Have you read Laudato Si’’ ON CARE FOR OUR COMMON HOME by Pope Francis? Applause if you have and completed it. I’m only at section 64 of 240 sections. Obviously I can’t speak too in depth about it. So far I under stand we should be more aware of our environment and help to care for it.
We must be grateful for the praiseworthy efforts being made by scientists and engineers dedicated to finding solutions to man-made problems. But a sober look at our world shows that the degree of human intervention, often in the service of business interests and consumerism, is actually making our earth less rich and beautiful, ever more limited and grey, even as technological advances and consumer goods continue to abound limitlessly. We seem to think that we can substitute an irreplaceable and irretrievable beauty with something which we have created ourselves.
Yes! I love volunteering! I found a pretty cool organization called Reverb, that I recently volunteered for. They are definitely making some moves to change the impact music tours have on our environment. Austin is know for live music and amazing concerts. So Reverb coming through helps with band tours help our community greatly.

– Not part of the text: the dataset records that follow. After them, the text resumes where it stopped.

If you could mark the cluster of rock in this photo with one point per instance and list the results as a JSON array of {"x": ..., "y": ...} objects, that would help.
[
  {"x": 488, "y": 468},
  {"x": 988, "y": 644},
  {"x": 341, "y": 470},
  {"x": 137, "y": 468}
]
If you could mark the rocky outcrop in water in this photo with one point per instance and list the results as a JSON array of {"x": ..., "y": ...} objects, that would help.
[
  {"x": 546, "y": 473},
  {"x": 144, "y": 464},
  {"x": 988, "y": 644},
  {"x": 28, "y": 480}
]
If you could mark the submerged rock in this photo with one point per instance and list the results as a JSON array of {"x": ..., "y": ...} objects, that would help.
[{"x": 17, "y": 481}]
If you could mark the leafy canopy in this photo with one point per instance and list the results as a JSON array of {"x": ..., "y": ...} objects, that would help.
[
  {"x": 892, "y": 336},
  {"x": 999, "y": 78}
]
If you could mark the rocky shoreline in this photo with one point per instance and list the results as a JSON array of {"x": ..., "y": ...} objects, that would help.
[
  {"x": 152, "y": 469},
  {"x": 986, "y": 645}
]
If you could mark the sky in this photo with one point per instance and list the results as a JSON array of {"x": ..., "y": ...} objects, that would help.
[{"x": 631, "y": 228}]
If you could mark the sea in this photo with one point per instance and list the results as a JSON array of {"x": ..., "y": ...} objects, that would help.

REVERB is a 501(c)(3) non-profit organization founded in 2004 by environmentalist Lauren Sullivan and her musician husband, Adam Gardner of Guster. REVERB creates and executes comprehensive, custom programs to green the tour itself while engaging concertgoers to take action for the environment.“
Pretty cool huh? I had the opportunity to volunteer with them for the Bama Green Project for the Dave Matthews Band 2 sets tour, at the 360 Amphitheater Circuit of the Americas. Some of the things they do consist of setting up Eco Villages, encouraging recycling, providing bands with aluminum reusable water bottles to refill, switching the tour busses to biodiesel, just to name a few. But so much work and planning goes into these tours. The volunteer coordinator explained to us that our volunteer t-shirts and the merchandise were designed about a year in advance. Organic merchandise, shirts made out of recycled materials.
Johnson’s Backyard Garden was the local organic farm they partnered with. As a volunteer, I helped sell these awesome water bottles, made from recycled materials, before the concert started. The money that was raised selling the water bottles was donated to Johnson’s Backyard Garden. Then the monetary value of organic produce from JBG was donated to the Austin Food Bank. So much done for the local community! Oh, and by volunteering, I got general admission into the concert. I highly recommend volunteering with them when they come through your town.